Are LLMs going to be replaced with something that's truly intelligent?

Question

Transformer models are great at text works, but I'm afraid we've reached a local maximum in terms of AI intelligence. Yann LeCun thinks in 5 years, we won't be using these models anymore. I wonder what alternative models are proposed in the literature? What other ways have we come up with to create something that is intelligent?

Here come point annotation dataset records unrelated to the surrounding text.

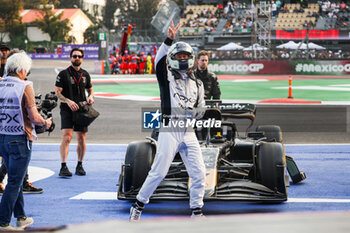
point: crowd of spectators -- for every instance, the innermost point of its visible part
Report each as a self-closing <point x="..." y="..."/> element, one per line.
<point x="206" y="18"/>
<point x="280" y="54"/>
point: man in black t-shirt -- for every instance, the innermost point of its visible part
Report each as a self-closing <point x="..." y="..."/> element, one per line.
<point x="209" y="79"/>
<point x="70" y="87"/>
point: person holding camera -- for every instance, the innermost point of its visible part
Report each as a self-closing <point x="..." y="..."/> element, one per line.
<point x="209" y="79"/>
<point x="18" y="108"/>
<point x="27" y="186"/>
<point x="70" y="87"/>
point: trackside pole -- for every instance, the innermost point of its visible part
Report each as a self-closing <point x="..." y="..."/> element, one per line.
<point x="290" y="88"/>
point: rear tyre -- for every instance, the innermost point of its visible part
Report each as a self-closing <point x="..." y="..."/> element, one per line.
<point x="271" y="166"/>
<point x="271" y="132"/>
<point x="138" y="161"/>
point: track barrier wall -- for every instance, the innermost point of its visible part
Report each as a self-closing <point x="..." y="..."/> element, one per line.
<point x="299" y="67"/>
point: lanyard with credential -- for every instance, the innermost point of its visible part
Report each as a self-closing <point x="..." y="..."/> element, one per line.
<point x="81" y="75"/>
<point x="77" y="82"/>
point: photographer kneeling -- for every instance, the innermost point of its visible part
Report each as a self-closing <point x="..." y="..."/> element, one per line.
<point x="18" y="116"/>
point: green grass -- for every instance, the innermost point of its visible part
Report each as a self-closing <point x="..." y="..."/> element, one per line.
<point x="247" y="90"/>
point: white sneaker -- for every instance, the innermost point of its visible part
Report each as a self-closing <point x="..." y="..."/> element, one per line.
<point x="135" y="213"/>
<point x="9" y="227"/>
<point x="197" y="214"/>
<point x="24" y="222"/>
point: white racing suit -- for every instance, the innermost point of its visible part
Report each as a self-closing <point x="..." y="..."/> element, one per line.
<point x="181" y="92"/>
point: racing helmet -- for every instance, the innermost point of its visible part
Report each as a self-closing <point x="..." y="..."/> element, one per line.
<point x="181" y="64"/>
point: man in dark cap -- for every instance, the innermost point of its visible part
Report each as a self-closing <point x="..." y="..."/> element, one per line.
<point x="4" y="50"/>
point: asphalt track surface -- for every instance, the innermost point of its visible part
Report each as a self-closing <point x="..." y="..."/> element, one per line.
<point x="120" y="122"/>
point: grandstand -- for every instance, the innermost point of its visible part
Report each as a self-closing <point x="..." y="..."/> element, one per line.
<point x="211" y="24"/>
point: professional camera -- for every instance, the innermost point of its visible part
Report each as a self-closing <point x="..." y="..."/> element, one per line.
<point x="45" y="107"/>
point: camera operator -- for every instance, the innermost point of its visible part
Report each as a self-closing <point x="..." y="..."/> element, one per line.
<point x="209" y="79"/>
<point x="19" y="115"/>
<point x="70" y="87"/>
<point x="27" y="186"/>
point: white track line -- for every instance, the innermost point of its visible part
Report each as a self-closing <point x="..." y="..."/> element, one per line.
<point x="90" y="195"/>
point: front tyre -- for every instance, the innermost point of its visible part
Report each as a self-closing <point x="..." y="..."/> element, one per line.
<point x="271" y="166"/>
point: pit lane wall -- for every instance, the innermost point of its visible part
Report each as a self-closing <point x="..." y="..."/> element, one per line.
<point x="299" y="67"/>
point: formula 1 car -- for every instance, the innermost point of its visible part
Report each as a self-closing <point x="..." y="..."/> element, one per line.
<point x="238" y="168"/>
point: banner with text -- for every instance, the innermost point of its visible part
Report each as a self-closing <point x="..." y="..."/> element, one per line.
<point x="280" y="67"/>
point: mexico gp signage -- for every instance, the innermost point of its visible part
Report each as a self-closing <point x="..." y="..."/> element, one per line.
<point x="287" y="67"/>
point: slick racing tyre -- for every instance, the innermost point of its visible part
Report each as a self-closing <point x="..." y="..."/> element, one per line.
<point x="271" y="132"/>
<point x="138" y="161"/>
<point x="271" y="166"/>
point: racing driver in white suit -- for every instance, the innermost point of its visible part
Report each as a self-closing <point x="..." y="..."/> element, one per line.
<point x="182" y="96"/>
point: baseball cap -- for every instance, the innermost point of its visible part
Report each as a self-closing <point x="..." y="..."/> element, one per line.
<point x="4" y="46"/>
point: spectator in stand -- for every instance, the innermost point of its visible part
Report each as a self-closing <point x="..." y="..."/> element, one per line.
<point x="125" y="63"/>
<point x="278" y="5"/>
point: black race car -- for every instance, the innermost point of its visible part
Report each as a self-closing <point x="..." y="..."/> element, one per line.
<point x="238" y="168"/>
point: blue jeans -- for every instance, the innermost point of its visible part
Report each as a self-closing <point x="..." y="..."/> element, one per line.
<point x="16" y="151"/>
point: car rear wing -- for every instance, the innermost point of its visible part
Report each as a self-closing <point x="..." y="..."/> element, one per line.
<point x="235" y="110"/>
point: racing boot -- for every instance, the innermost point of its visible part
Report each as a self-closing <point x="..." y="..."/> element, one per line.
<point x="30" y="188"/>
<point x="79" y="170"/>
<point x="197" y="213"/>
<point x="135" y="211"/>
<point x="64" y="172"/>
<point x="24" y="222"/>
<point x="8" y="227"/>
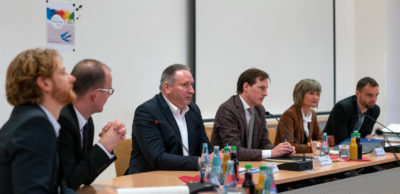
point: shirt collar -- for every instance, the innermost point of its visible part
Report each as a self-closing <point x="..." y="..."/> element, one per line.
<point x="53" y="121"/>
<point x="81" y="120"/>
<point x="245" y="105"/>
<point x="307" y="117"/>
<point x="175" y="110"/>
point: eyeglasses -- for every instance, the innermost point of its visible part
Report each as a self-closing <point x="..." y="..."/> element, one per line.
<point x="110" y="90"/>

brucethemoose2 · Accepted Answer

Multimodal/multimedia transformers models have lots of juice left in them.
- The output can be much better with better input (multiple text blocks, images, video, sound and such).
- The collective training dataset is much better with labeled/associated video, audio, static images and text.
- I suspect previous models can be used to augment human datasets without too much risk of "AI inbreeding." For example, imagine asking an LLM to reword a text page, or a image model generate a variant of an image. Now picture this in a multimedia dataset, with (for instance) a model more accurately labeling video, or producing image variations with associated audio/text as inputs.

WheelsAtLarge · Answer

Not any time soon. They way I see it there's no defined path to get to an intelligent AGI. We just don't have the know-how right now. Eventually we might be able to do it since human intelligence evolved from nothing so there's got to be a way to do it artificially.There is the very minute possibility of emergence, that is the idea that if we unite multiple simple random systems they can create an intelligent system. Given how fast computer systems have become then there might be something there. But that's more like wishful thinking than not.

version_five · Answer

It will be something other than deep learning that brings us "intelligence". We've seen various jumps in the performance of neural network models, followed by lots of steady progress, and I expect llms will get better and better (in various senses) as research and engineering continues. But we've probably already seen the gist of what they can do, just like AlexNet or whatever isn't fundamentally different than current SoTA CV models, just less performant.